Appearing on MSNBC's "Hardball with Chris Matthews," the former New York City mayor was asked whether Trump still believes the incendiary claims about Obama's citizenship that, in part, fueled his entrance into politics. Giuliani spoke for Trump, saying he now accepts the legitimacy of Obama's presidency.
"Donald Trump believes now that (Obama) was born in the United States," Giuliani said. "I believe it. He believes it. We all believe it. It took a long time to get out."
Giuliani was pressed by the host on whether he had actually spoken to Trump about the issue.
"As per Donald Trump," he told Matthews. "He has told me that he is proud of the fact that he finally got Obama to produce his birth certificate."
Trump's campaign manager, Kellyanne Conway, echoed Giuliani in an interview Friday on "New Day" on CNN. "He believes President Obama was born here," she said. "There's no question to me he was born in the United States, but he's not been a particularly effective president, and that's what this campaign is about."
CNN has reached out to the Trump campaign for confirmation of Giuliani's comments.
Giuliani also continued to argue that it was Hillary Clinton's 2008 presidential campaign -- and not Trump -- that had initiated questions about Obama's citizenship, though when he was asked for evidence of that claim, Giuliani demurred.
"I believe (Trump) picked up on what Hillary Clinton's campaign said. He pushed Obama. Obama finally produced the birth certificate and it showed he was born in Hawaii. Therefore he's an American citizen."
As both CNN and FactCheck.org have reported before,
there's no proof Clinton had anything to do with the claims that Obama wasn't born in the United States and thus was ineligible to be president.

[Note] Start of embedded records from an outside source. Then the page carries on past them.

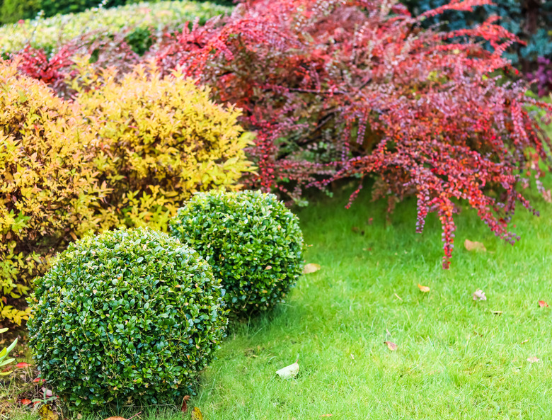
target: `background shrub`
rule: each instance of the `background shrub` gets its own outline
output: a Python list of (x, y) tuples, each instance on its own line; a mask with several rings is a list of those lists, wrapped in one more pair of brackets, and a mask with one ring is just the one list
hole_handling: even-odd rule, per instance
[(226, 290), (231, 314), (272, 308), (301, 273), (298, 219), (272, 194), (195, 194), (170, 229), (211, 264)]
[(258, 166), (246, 186), (301, 203), (309, 186), (356, 178), (352, 200), (375, 178), (373, 196), (386, 199), (389, 212), (416, 197), (417, 232), (436, 213), (447, 268), (459, 205), (513, 244), (516, 206), (534, 211), (519, 187), (544, 192), (541, 178), (551, 169), (550, 139), (529, 106), (548, 116), (552, 106), (501, 76), (516, 78), (502, 55), (515, 36), (493, 21), (450, 33), (422, 26), (486, 3), (453, 2), (413, 18), (393, 1), (253, 0), (225, 25), (166, 36), (149, 54), (246, 110)]
[[(149, 1), (151, 4), (158, 2), (156, 0)], [(180, 2), (180, 0), (173, 1), (175, 4)], [(83, 12), (99, 6), (103, 9), (109, 9), (136, 3), (144, 4), (139, 0), (2, 0), (0, 2), (0, 23), (12, 23), (20, 19), (33, 19), (40, 12), (44, 17), (49, 18)], [(225, 0), (215, 0), (211, 3), (226, 6), (232, 4), (231, 1)], [(178, 7), (178, 5), (176, 6)]]
[(69, 407), (177, 403), (226, 324), (219, 282), (193, 249), (149, 229), (71, 244), (37, 280), (29, 344)]
[(28, 317), (21, 296), (48, 256), (94, 225), (106, 188), (88, 163), (75, 106), (0, 63), (0, 319)]
[(94, 165), (110, 193), (100, 226), (149, 225), (166, 229), (195, 191), (226, 186), (251, 169), (240, 111), (212, 102), (180, 72), (162, 77), (136, 67), (117, 80), (105, 71), (76, 101), (100, 144)]
[[(18, 4), (19, 0), (16, 1)], [(128, 43), (140, 52), (146, 42), (146, 32), (149, 39), (163, 29), (176, 30), (196, 18), (200, 23), (205, 23), (231, 10), (211, 2), (160, 1), (27, 19), (21, 23), (0, 27), (0, 52), (18, 51), (28, 44), (33, 48), (44, 49), (47, 55), (61, 45), (87, 34), (84, 40), (90, 42), (98, 36), (113, 36), (121, 32)]]
[[(99, 77), (79, 62), (76, 101), (18, 75), (21, 63), (2, 64), (0, 319), (26, 319), (21, 296), (32, 280), (84, 232), (166, 229), (193, 192), (237, 188), (252, 169), (239, 111), (213, 103), (208, 89), (146, 67)], [(52, 67), (30, 69), (62, 79)]]
[[(404, 0), (410, 11), (419, 15), (449, 3), (449, 0)], [(526, 72), (539, 57), (552, 57), (552, 2), (539, 0), (494, 0), (472, 11), (452, 10), (430, 17), (425, 26), (439, 23), (446, 30), (472, 28), (489, 17), (498, 16), (500, 23), (527, 45), (516, 43), (505, 52), (512, 63)], [(488, 44), (488, 47), (490, 45)]]

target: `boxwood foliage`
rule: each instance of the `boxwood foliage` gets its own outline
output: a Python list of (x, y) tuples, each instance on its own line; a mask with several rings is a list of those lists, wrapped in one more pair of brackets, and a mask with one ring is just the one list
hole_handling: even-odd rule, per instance
[(120, 229), (71, 244), (31, 299), (41, 377), (80, 412), (175, 403), (224, 336), (222, 293), (205, 260), (166, 234)]
[(211, 264), (231, 316), (271, 308), (301, 274), (299, 220), (272, 194), (198, 193), (169, 229)]

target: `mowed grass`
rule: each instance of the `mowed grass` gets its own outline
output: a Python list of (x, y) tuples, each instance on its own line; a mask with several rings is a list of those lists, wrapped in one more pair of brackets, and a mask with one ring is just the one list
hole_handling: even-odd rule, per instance
[[(552, 418), (552, 308), (537, 305), (552, 303), (552, 205), (536, 199), (540, 217), (519, 211), (514, 246), (464, 211), (444, 271), (438, 221), (416, 234), (413, 200), (389, 225), (384, 203), (345, 202), (299, 212), (306, 261), (321, 269), (230, 334), (192, 402), (205, 418)], [(465, 239), (488, 251), (467, 251)], [(488, 300), (474, 302), (480, 288)], [(297, 356), (296, 379), (275, 377)]]
[[(367, 193), (350, 210), (346, 201), (299, 212), (306, 261), (321, 269), (286, 304), (233, 326), (189, 407), (205, 420), (551, 419), (552, 307), (537, 302), (552, 305), (552, 205), (535, 197), (540, 217), (518, 211), (514, 246), (463, 210), (445, 271), (438, 220), (415, 234), (413, 200), (391, 224)], [(466, 251), (466, 239), (488, 251)], [(486, 301), (473, 301), (477, 289)], [(276, 376), (297, 357), (296, 378)]]

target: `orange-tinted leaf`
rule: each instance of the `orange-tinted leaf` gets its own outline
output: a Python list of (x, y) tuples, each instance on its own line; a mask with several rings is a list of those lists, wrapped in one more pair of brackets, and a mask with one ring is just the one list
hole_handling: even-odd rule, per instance
[(188, 401), (190, 399), (190, 395), (185, 395), (182, 399), (182, 405), (180, 406), (180, 411), (183, 413), (188, 412)]
[(54, 412), (47, 404), (45, 404), (38, 409), (38, 414), (40, 416), (40, 420), (58, 420), (59, 419), (57, 413)]
[(16, 365), (16, 368), (28, 368), (29, 366), (30, 366), (30, 365), (25, 362), (19, 362), (17, 365)]
[(485, 252), (487, 251), (485, 245), (483, 245), (481, 242), (472, 242), (469, 239), (466, 239), (464, 242), (464, 246), (468, 251), (481, 251), (483, 252)]
[(203, 420), (203, 414), (197, 407), (195, 407), (194, 409), (192, 410), (192, 420)]
[(305, 264), (305, 266), (303, 268), (303, 273), (309, 274), (310, 273), (318, 271), (318, 270), (320, 270), (320, 264)]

The mainstreaming of conspiracy theories about Obama's birthplace was significantly driven by Trump himself,
who eagerly embraced rumors in various media appearances throughout the 2012 election.
The issue of Trump questioning Obama's citizenship was resurfaced this week as a result of an interview Trump did with Fox News' Bill O'Reilly on Tuesday. The Fox host had asked Trump if he thought his association with the "birther" movement, and the suggestion that the first black president may be illegitimate, contributed to his low poll numbers among black voters.
"I don't know, I have no idea," Trump replied. "I just don't bother talking about it but I don't know. I guess with maybe some, I don't know why, I really don't know why. You're the first one that's brought that up in a while."